This evening I was looking through some PDF’s of a Mithras reference volume, which a correspondent very kindly scanned for me some time back.   I keep a copy on my travelling laptop, and so when I am working away from home, I can work on the site in the evenings in the hotel.  I was, in fact, looking for information on the Nesce Mithraeum, in Latium; and, rather to my surprise, that page was missing.

So I decided to go through the PDF (which I received in parts of a few pages) and check whether any other pages were missing.  A few were, but I can obtain photocopies from a library and patch the PDF’s.

But I came to the end of the directory, and double-clicked on a file and … it wouldn’t open.  Adobe informed me that it was corrupt.

This was a surprise.  I knew the file must have been OK once.  All the files in that directory were emailed to me, and I certainly opened them all at least once, and often many more times.  How could it be corrupt?

Now I carry around with me a back-up of my hard disk, on external hard disk.  It’s kept up to date every weekend.  So I went to that and tried to open the same file.  And … it wouldn’t open.

Somehow the file that I had downloaded to my PC at home had become corrupt, at some point in the past.
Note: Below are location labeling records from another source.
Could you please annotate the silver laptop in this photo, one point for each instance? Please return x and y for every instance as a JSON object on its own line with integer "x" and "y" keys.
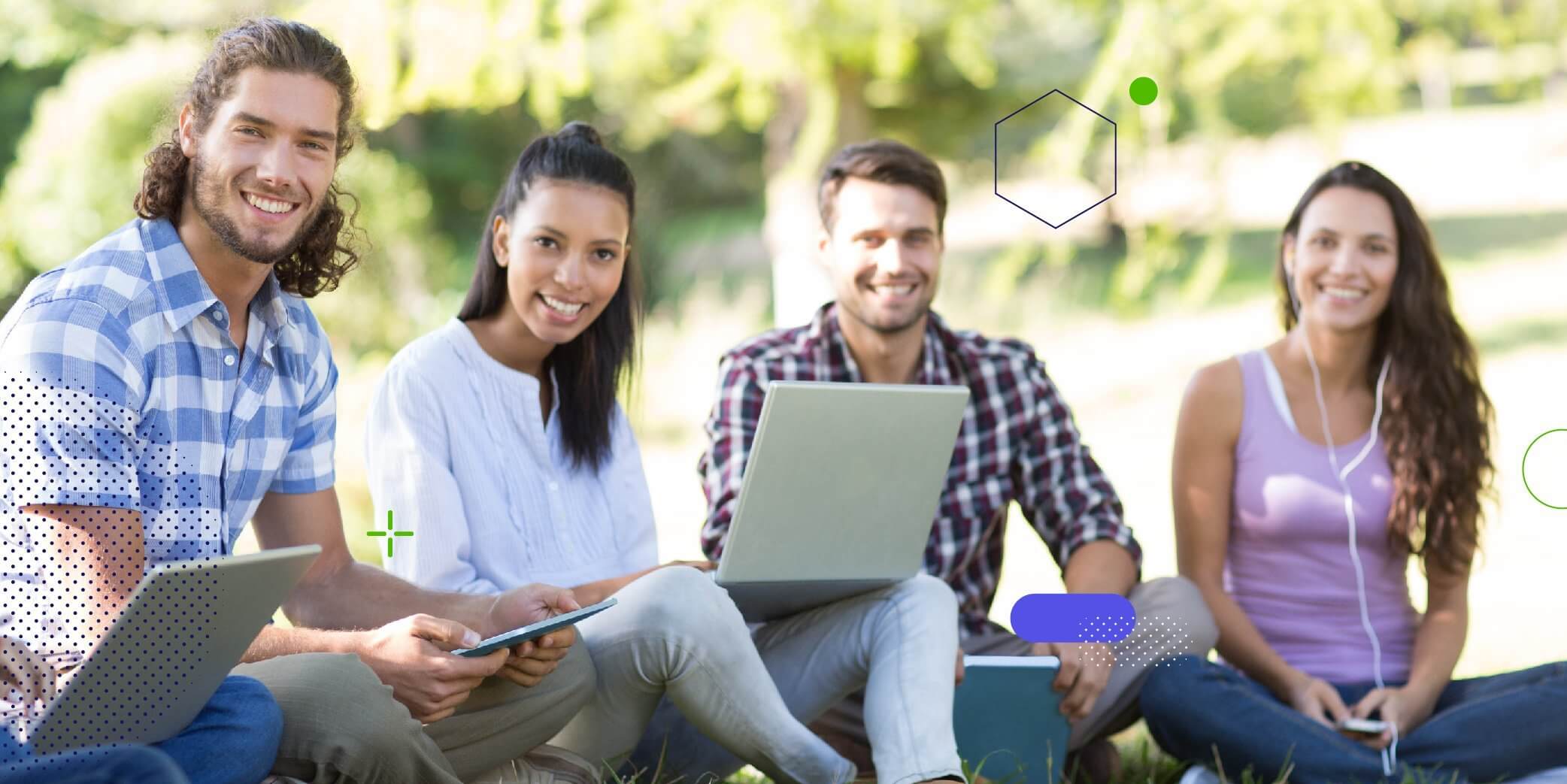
{"x": 171, "y": 646}
{"x": 838, "y": 493}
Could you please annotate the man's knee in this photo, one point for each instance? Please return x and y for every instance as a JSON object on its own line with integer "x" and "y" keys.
{"x": 341, "y": 692}
{"x": 575, "y": 678}
{"x": 680, "y": 598}
{"x": 926, "y": 593}
{"x": 256, "y": 722}
{"x": 1179, "y": 606}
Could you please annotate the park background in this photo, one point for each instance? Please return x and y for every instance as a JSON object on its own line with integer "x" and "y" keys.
{"x": 726, "y": 110}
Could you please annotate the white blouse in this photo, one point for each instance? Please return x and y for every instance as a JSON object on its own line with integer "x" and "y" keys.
{"x": 456, "y": 447}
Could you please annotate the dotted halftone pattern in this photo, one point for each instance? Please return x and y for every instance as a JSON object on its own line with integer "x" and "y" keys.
{"x": 50, "y": 436}
{"x": 1152, "y": 639}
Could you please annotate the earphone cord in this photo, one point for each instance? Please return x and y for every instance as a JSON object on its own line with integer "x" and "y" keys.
{"x": 1389, "y": 755}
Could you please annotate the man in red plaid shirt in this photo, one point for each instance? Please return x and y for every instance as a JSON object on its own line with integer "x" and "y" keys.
{"x": 883, "y": 206}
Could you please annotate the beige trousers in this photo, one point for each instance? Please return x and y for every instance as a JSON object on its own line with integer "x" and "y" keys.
{"x": 342, "y": 726}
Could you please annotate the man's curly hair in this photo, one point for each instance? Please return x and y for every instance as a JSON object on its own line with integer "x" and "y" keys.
{"x": 326, "y": 253}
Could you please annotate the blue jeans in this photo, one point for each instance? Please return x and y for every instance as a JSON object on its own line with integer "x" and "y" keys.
{"x": 1481, "y": 728}
{"x": 232, "y": 740}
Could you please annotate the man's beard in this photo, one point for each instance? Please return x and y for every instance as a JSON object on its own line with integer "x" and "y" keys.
{"x": 208, "y": 196}
{"x": 859, "y": 311}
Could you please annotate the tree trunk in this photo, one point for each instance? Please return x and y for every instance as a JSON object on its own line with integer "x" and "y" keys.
{"x": 811, "y": 123}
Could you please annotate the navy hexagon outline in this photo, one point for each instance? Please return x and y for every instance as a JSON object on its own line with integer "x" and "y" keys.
{"x": 996, "y": 159}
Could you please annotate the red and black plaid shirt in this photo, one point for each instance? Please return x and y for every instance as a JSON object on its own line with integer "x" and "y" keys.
{"x": 1017, "y": 443}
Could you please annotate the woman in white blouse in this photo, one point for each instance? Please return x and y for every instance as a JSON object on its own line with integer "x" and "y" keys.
{"x": 500, "y": 443}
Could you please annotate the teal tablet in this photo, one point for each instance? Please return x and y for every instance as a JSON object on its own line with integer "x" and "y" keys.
{"x": 535, "y": 631}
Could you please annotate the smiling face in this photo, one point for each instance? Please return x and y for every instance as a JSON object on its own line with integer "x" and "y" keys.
{"x": 884, "y": 254}
{"x": 264, "y": 163}
{"x": 565, "y": 254}
{"x": 1345, "y": 258}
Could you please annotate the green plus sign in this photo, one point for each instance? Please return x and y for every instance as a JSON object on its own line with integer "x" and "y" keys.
{"x": 389, "y": 534}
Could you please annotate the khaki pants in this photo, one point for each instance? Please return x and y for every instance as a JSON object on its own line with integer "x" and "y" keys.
{"x": 342, "y": 726}
{"x": 1171, "y": 620}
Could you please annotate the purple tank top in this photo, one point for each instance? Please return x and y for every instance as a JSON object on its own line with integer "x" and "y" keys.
{"x": 1289, "y": 558}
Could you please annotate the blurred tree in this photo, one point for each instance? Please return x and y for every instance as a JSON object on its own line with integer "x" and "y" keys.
{"x": 803, "y": 77}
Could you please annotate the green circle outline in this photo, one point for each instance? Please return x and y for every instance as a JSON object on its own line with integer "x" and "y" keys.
{"x": 1525, "y": 465}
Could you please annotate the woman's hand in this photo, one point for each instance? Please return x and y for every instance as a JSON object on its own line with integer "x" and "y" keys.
{"x": 701, "y": 567}
{"x": 1318, "y": 698}
{"x": 1400, "y": 707}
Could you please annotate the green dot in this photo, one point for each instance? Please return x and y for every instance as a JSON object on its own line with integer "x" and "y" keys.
{"x": 1143, "y": 92}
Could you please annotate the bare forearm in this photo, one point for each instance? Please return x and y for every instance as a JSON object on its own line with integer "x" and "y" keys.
{"x": 1439, "y": 642}
{"x": 362, "y": 596}
{"x": 99, "y": 549}
{"x": 599, "y": 590}
{"x": 1101, "y": 567}
{"x": 1243, "y": 646}
{"x": 276, "y": 640}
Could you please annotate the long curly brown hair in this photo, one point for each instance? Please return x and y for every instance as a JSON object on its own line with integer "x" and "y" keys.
{"x": 329, "y": 247}
{"x": 1438, "y": 419}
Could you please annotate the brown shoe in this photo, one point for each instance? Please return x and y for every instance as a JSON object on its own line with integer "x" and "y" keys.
{"x": 543, "y": 766}
{"x": 1097, "y": 762}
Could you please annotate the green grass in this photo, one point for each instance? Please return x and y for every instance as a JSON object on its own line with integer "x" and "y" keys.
{"x": 1141, "y": 764}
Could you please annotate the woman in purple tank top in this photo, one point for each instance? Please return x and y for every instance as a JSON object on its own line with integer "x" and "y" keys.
{"x": 1306, "y": 476}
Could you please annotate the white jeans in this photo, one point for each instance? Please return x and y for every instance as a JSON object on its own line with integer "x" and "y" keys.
{"x": 676, "y": 635}
{"x": 897, "y": 643}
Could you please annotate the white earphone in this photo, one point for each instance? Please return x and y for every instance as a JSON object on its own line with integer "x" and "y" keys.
{"x": 1389, "y": 755}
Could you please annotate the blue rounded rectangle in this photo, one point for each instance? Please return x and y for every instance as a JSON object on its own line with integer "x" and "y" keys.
{"x": 1074, "y": 618}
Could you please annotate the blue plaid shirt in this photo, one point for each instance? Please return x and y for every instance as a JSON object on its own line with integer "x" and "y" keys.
{"x": 121, "y": 388}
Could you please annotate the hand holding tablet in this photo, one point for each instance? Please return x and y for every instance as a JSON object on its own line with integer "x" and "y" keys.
{"x": 535, "y": 631}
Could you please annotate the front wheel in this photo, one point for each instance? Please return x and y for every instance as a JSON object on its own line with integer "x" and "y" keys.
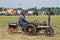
{"x": 30, "y": 29}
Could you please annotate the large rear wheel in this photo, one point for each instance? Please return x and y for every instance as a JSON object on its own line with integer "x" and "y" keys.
{"x": 11, "y": 30}
{"x": 49, "y": 32}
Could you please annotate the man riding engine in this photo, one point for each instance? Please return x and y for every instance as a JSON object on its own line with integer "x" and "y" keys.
{"x": 22, "y": 20}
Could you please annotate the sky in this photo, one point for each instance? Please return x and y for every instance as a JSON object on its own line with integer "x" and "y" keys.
{"x": 25, "y": 4}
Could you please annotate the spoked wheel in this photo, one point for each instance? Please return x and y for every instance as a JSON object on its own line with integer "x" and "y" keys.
{"x": 11, "y": 30}
{"x": 30, "y": 29}
{"x": 49, "y": 32}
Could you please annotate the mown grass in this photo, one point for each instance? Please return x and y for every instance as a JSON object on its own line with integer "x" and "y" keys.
{"x": 55, "y": 22}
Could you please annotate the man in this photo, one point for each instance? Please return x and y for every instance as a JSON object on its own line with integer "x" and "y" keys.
{"x": 22, "y": 20}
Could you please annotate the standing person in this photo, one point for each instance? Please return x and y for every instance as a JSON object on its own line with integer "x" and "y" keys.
{"x": 22, "y": 20}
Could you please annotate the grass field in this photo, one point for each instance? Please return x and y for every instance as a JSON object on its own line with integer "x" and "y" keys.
{"x": 55, "y": 22}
In this case there was a happy ending.  I never got around to deleting the email(s) that sent me this book, and so I could just download the piece again.  And, sure enough, that was fine.

But that PDF file has never been anywhere except on my hard disk.  How could it have become corrupt, without any other intervention?

More seriously … I have gigabytes of PDFs of books.  How many of these, I wonder, have silently rotted?

Nor am I the only one.

Today I accessed a website discussing an obscure technical subject.  The article was less than a year old, but the links to samples and bitmaps no longer worked.

It’s not so long ago that I found that the zip files on the Electronic Journal of Mithraic Studies website – which seems pretty much abandoned – no longer unzip.  Somehow, at some point, in their state of neglect, they have rotted.  But how?

We need a way to check the integrity of our collections of electronic books.  There is no manner of use in having them, if they are not there when we need them.

I don’t know how it might be done; but done it needs to be.

Gentlemen … check your files!

  1. What a frightening thought! I shall back up the 550-page file of my translation of Michael the Syrian, of which no hard copy presently exists, as soon as I get home.

    I suppose, philosophically speaking, it is good for us to be reminded of the inexorable operation of entropy. Change and decay in all around I see …

  2. Very good idea! And a print out kept in a file would not be a bad idea. At least it could be scanned in, if the worst came to the worst.

    It is a reminder of entropy. The fire-giants will one day set the world on fire. Nothing is forever.

  3. And a print out kept on paper would not be a worse idea… 550 paper pages are cheaper than nothing.

    No, Roger Pearse, no one can say « if the worst came to the worst », because everybody and his uncle knows that in our demiurgic wild world « the worst comes to the worst ».

  4. This is a major worry I have as I amass my electronic library. There has to be software out there that checks this and somehow guards against it. Does anyone know of anything?